The increase would have come on top of a significant Winter Storm Uri surcharge, just when pandemic and pandemic precautions had weakened small businesses.

The Las Cruces Green Chamber of Commerce hired consultant Phil Simpson, who reported much of this and articulated it at LCU Board meetings. Simpson, the Green Chamber, the Las Cruces Chamber of Commerce, and a few citizens argued strenuously against the plan. Utility Board meetings were a cultural collision, with gas-utility folks coming to face the inevitability of cutting, rather than expanding, service.

LCU wanted to go forward, but soon agreed to abandon line extension and the costly debt-service increase, lowering the total by about a third.

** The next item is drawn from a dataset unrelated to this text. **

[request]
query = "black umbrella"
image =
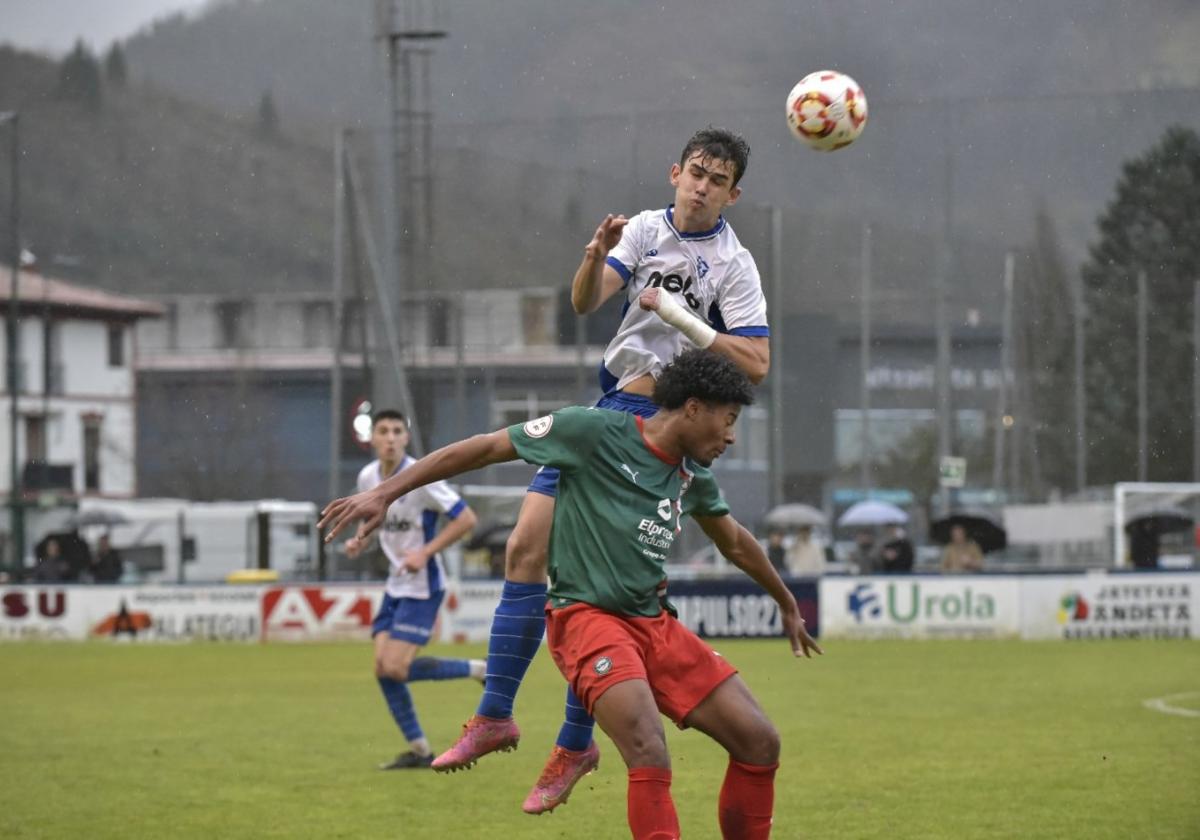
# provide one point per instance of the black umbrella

Green Chamber pressure also obtained a delay, so the increase would start after the winter storm rider ended. That would be far less disruptive to small businesses. Further, Simpson successfully argued that if rates had to jump, it should be done more gradually. That’ll happen in three phases, over three years. Ultimately, the proposed rate increase shrunk from a $2.4 million total to $1.5 million. The 9.2% (residential) and $42.76% (small businesses) increases became 3.76% and $33%, respectively.

Eventually, LCU gave City Council a much more reasonable proposal, backed by more realistic figures. As one observer put it, “LCU really upped its game once there was real scrutiny.” (“Real scrutiny” used to be an automatic part of the process, under consumer-watchdog procedures the City abandoned in 2016.)

We’re fortunate the Green Chamber got Simpson involved to crunch the numbers and show that LCU’s plans were economically unwise as well as environmentally harmful. They saved many of you money, and helped bring LCU into line with the Mayor’s and City Council’s expressed commitment. The folks who opposed the increase are determined that the City’s Energy Transition Plan and Roadmap will be robust enough to move us meaningfully toward decarbonization, and not be mere greenwashing.

Now, if we can only get LCPD to follow the public records law regarding police shootings of civilians. There’s no sense in compounding those tragedies.